Luke and Jared call it mind control. When you design a game, you do it to supplant the normal, natural interactions, relationships and considerations of its players with new, unnatural, designed interactions, relationships and considerations.

(…) You can change people’s normal social system with content. “Your character is the captain of a space ship; mine is her first mate.”

You can change people’s normal social system with principles. “Your right to say what your character does ends at my character’s skin. You can say your character punches mine, but I get to say how it affects my character.”

You can change people’s normal social system with procedural cues. “We roll dice. If you have the highest sum, you get to say what happens.” Procedural cues tell you how to interact, without reference to the content of the fiction you’re creating.
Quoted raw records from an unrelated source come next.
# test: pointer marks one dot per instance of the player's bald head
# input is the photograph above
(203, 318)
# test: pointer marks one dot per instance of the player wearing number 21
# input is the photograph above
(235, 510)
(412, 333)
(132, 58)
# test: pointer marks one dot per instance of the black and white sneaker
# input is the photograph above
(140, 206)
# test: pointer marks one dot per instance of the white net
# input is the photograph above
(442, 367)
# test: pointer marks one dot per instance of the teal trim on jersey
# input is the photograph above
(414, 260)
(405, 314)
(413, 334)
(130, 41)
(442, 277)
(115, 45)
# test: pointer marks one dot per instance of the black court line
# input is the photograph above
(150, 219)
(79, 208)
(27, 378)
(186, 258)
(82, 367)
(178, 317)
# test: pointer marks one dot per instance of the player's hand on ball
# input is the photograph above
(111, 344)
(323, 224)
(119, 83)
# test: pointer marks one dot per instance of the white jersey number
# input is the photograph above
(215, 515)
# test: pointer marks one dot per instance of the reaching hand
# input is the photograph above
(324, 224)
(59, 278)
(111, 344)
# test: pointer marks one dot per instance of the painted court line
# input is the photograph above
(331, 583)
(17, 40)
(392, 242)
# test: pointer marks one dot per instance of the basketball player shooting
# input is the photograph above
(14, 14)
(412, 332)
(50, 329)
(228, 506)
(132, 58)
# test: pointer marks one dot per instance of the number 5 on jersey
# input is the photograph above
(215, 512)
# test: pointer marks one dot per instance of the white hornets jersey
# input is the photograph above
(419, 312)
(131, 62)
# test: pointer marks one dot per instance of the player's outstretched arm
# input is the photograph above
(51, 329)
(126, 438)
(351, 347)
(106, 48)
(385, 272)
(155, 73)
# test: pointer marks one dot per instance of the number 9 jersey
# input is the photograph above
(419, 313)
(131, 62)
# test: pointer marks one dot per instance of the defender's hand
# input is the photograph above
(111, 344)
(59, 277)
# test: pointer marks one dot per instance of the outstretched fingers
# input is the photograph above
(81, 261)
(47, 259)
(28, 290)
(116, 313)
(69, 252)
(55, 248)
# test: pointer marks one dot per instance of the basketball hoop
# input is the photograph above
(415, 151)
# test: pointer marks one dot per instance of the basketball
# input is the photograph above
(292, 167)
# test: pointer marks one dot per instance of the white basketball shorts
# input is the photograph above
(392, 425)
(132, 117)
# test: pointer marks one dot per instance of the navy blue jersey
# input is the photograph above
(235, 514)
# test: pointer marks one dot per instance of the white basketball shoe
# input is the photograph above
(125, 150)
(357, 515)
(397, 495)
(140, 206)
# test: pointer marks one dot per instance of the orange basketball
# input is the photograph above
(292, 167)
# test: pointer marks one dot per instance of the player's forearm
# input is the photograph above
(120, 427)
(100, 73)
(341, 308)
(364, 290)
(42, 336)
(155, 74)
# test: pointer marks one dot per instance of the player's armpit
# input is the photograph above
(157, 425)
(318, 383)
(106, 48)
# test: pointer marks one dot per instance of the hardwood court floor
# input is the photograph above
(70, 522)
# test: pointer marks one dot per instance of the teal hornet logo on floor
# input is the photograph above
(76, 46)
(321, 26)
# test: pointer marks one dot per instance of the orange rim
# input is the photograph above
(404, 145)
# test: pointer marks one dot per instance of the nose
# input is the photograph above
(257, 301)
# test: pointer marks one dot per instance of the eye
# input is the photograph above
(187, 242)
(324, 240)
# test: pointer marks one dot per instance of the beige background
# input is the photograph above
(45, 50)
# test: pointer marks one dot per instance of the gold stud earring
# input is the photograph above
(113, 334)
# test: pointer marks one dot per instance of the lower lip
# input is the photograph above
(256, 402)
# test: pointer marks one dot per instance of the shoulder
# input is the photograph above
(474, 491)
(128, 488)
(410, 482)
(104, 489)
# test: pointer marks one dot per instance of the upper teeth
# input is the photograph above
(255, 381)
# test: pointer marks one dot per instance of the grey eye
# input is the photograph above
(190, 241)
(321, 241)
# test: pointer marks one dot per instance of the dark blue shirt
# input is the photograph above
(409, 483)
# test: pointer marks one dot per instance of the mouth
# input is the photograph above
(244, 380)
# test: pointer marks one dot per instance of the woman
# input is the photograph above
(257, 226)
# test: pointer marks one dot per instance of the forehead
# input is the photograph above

You can change people’s normal social system with mediating cues (popularly, mechanics). “When your character does something that would expose her to danger, stop! Roll dice for her ‘I’m craven.’ If the high die is 1-3, she’s too craven to do it.”

Vincent Baker

Vincent thankfully left this reference for us to understand the conception of freeform used here. While each person may agree or balk at these definitions, I will operate from them to explain Principled Freeform and how it’s different from FKR.

So then, freeform:

“Freeform” VS “non-freeform” means no mediating cues VS mediating cues.

“Freeform” VS “structured freeform” means content only VS content plus principles, procedural cues or both.

“Principled freeform” VS “structured freeform” – hereafter, “procedural freeform” – means content plus principles VS content plus procedural cues, with principles optional.

So “principled freeform” would mean a game – or a subsystem of a game – that changes its players’ social system by using only content and principles. “Procedural freeform” goes one further, using formal structures like narration trading, time limits, counters, non-representational pieces on a board, improv games, and who-knows-what-else, but never crossing that line into mechanical mediation.

Vincent Baker

Before we unpack this, I’d like to define another term coined by Vincent Baker and Emily Care Boss that supplements this, the Lumpley Principle (also called Baker-Care or Baker-Boss): the most popular definition is that system is how the group agrees to imaginary events. This includes the choice of written ruleset, conversational patterns, agreed play objectives, and such. Incidentally, the Lumpley Principle is what “System Matters” is supposed to mean, but crosswire conversation leads to System Matters being “Written (and possibly Commercial) Ruleset Matters”, and that’s the position people are arguing in favor or against in pretty much every conversation about System Matters. The Lumpley Principle will eventually be invoked, but only after one of the sides feel like they started to “lose” and want to redefine the agreed definition until that point.

Let’s look at that definition of Principled Freeform, or freeform that uses content (the fictional world and premise) and the laws of engagement the players agree. You may notice that it doesn’t mention a GM figure as requirement, nor for it or freeform at large. The play reports of the Ars Magica-based freeform campaign that the Bakers and Care played indicate that GMing, more exactly the roles associated with GMing, was a shared function during play, ever shifting during the session, without centralization of authority regarding the world or rulings to uncertain situations beyond the players deliberating among themselves and occasional use of the dice as oracular suggestions to be interpreted.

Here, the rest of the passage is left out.